そんなシドが断言する程にガンマは、運動神経はない。

 

「見ていてください!主様が言っていたこの戦闘技術を!」

 

そう、ガンマは叫ぶ。

その壊滅的な有り様にそんなシドですら匙を投げ『魔力をいっぱい込めて叩き斬れ』という指導をするしか無かった。

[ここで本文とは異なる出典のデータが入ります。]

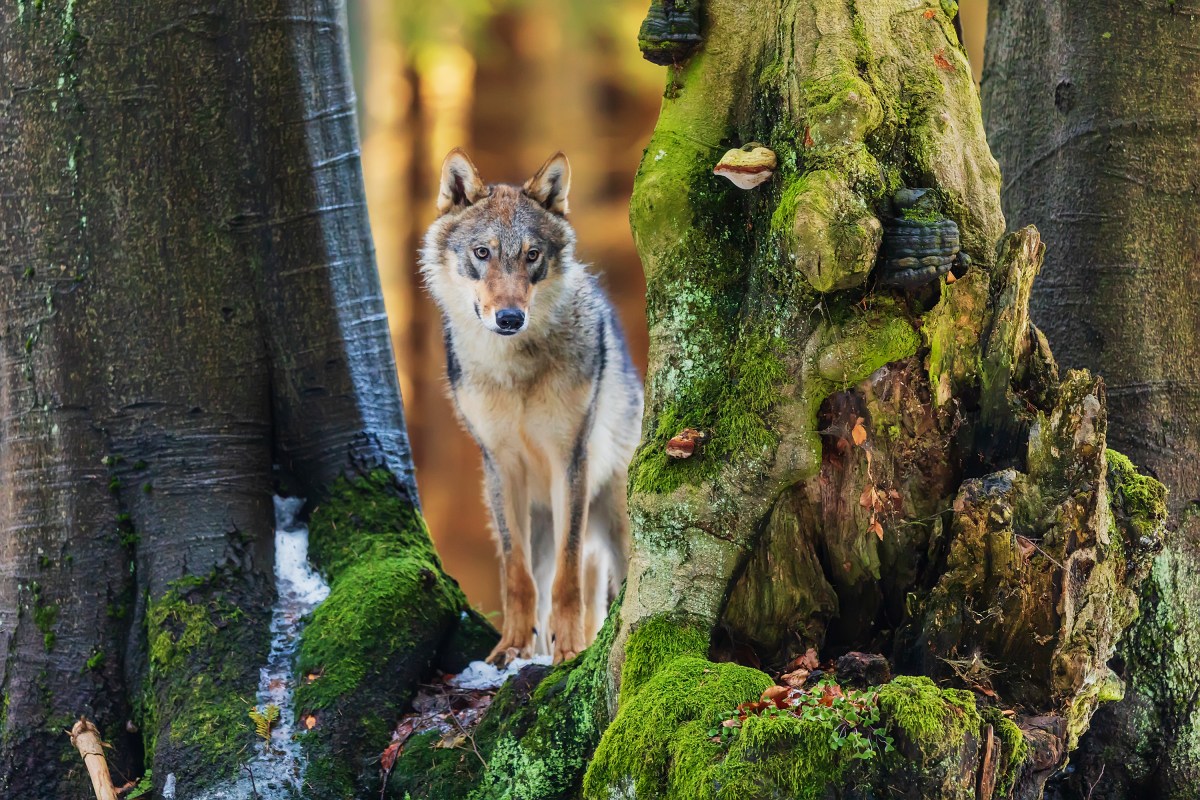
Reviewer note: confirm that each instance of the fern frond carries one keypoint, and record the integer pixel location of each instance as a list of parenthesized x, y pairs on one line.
[(264, 721)]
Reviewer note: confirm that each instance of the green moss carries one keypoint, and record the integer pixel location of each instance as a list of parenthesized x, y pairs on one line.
[(376, 609), (204, 654), (390, 613), (666, 719), (1013, 750), (537, 744), (1141, 499), (652, 644), (733, 405), (933, 721), (46, 615)]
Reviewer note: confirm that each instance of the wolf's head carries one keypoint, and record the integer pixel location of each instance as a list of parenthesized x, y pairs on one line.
[(501, 254)]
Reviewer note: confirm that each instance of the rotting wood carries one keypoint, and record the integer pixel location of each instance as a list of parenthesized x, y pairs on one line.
[(85, 738)]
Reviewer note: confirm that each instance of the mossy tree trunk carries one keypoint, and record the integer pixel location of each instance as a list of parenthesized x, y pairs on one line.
[(187, 296), (1091, 110), (885, 471)]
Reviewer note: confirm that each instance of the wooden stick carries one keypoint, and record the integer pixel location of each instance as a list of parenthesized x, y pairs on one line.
[(85, 738)]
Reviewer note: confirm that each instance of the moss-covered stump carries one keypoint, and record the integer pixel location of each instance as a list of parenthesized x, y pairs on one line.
[(661, 744), (207, 638), (534, 744), (900, 473), (391, 615)]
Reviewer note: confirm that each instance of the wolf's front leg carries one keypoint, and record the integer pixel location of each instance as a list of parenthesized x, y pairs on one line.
[(570, 509), (509, 501)]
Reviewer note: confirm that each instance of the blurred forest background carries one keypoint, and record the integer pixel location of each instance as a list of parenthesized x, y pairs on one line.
[(511, 82)]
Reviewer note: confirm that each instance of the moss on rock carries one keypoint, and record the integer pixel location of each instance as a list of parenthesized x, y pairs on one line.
[(208, 637), (391, 611), (535, 740)]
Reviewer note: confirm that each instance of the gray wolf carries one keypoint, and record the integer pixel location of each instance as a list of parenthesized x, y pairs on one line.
[(541, 378)]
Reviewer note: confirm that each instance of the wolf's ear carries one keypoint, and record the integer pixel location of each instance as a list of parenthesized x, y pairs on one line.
[(461, 184), (551, 184)]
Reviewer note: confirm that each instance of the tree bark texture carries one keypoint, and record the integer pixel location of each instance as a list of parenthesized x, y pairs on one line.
[(1091, 109), (886, 471), (187, 296)]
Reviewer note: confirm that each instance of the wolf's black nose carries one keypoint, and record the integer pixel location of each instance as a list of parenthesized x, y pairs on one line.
[(509, 319)]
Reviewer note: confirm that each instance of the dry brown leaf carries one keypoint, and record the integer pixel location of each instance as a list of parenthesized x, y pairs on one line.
[(388, 758), (1025, 546), (876, 528), (773, 695), (796, 679), (829, 693)]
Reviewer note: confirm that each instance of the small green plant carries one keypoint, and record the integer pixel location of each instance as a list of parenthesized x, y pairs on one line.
[(264, 721), (852, 717), (145, 785)]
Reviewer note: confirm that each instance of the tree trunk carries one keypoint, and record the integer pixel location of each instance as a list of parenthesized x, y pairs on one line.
[(189, 295), (883, 471), (1091, 110)]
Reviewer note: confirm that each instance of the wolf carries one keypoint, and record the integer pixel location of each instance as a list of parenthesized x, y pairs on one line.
[(541, 378)]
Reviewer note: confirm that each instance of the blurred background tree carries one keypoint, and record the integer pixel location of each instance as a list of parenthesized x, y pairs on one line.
[(510, 80)]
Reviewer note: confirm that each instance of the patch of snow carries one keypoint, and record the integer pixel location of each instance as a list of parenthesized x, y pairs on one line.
[(279, 770), (480, 674)]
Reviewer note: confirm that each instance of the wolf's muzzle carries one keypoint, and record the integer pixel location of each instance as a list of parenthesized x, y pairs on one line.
[(509, 320)]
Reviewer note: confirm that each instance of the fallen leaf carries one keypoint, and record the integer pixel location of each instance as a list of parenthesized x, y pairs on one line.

そうしながら、ガンマはその手に持った刀を振り下ろす。

一応は魔力などは最上位であり、身体能力自体はある。

そうして、ガンマの攻撃が振り下ろされた瞬間、その刀の斬撃は。

 

「えっ?」

 

俺に当たった。

 

「エロゲさん!」

 

その斬撃によって、吹き飛ばされた俺に対して、ベータは思わず叫んでしまった。

 

「あれ、エロゲさん、大丈夫でしょうか」

「だっ大丈夫」

 

そうして、俺はなんとかふらふらしながら立ち上がる。

どういう訳か、魔力だけならば人並み外れており、身体能力の強化などは出来ないが、治癒能力だけは高める事が出来た。

 

「とりあえず、続きを」

「わっ分かりました」

 

俺は、ゆっくりと、そこから離れる。

先程の斬撃がまた当たらないように。

 

「えい!!」

 

そう、俺はガンマから離れた瞬間だった。

ガンマの手から刀がすっぽ抜ける。

 

「えっエロゲ!」

「・・・」

 

その刀は、俺の眼前で突き刺さった。

あと一歩、進んでいたら、俺の串焼きになってしまう。

 

「うわぁお」

「えっエロゲさん」

「わざとじゃないんだったら良い、ただ、ごめん、アルファ、後ろにいて良い?」

「えっえぇ、大丈夫よ」

 

このままでは、ガンマの訓練をしている間に、俺が死んでしまう。

 

「それじゃ、最大火力で行きますよぉ!!」

「・・・」

 

 

そう、俺が身構えている。

だが、ガンマが放った斬撃。

それは、かなり大きさではあるが、俺の方ではない。

 

「安心だよな、これ」

 

だが、その時、俺は油断していた。

放たれた斬撃は、木を斬り裂く。

斬り裂いた木は、近くの岩に当たる。

その岩が、そのままガンマの所に。

そして、ガンマはこちらに向かっている。

それと共にガンマの足下に石があり。

 

「ふぎぁ」

「・・・」

 

そのまま空へと飛んでいたガンマは、そのまま。

 

「「あぎゃぁ?!」」

「「エロゲ!!」」

 

俺の頭とガッチャンコした。

 

「うわぁ、まさか、エロゲと一緒にいるとここまでになるとは」

 

それは、どんな人間でも想像出来ない。

 

「痛いぃ」

「・・・ガンマ、とりあえず」

 

俺は真剣になる。

 

「俺の前で、もう戦わないでくれ」

 

そう、言う事しか出来なかった。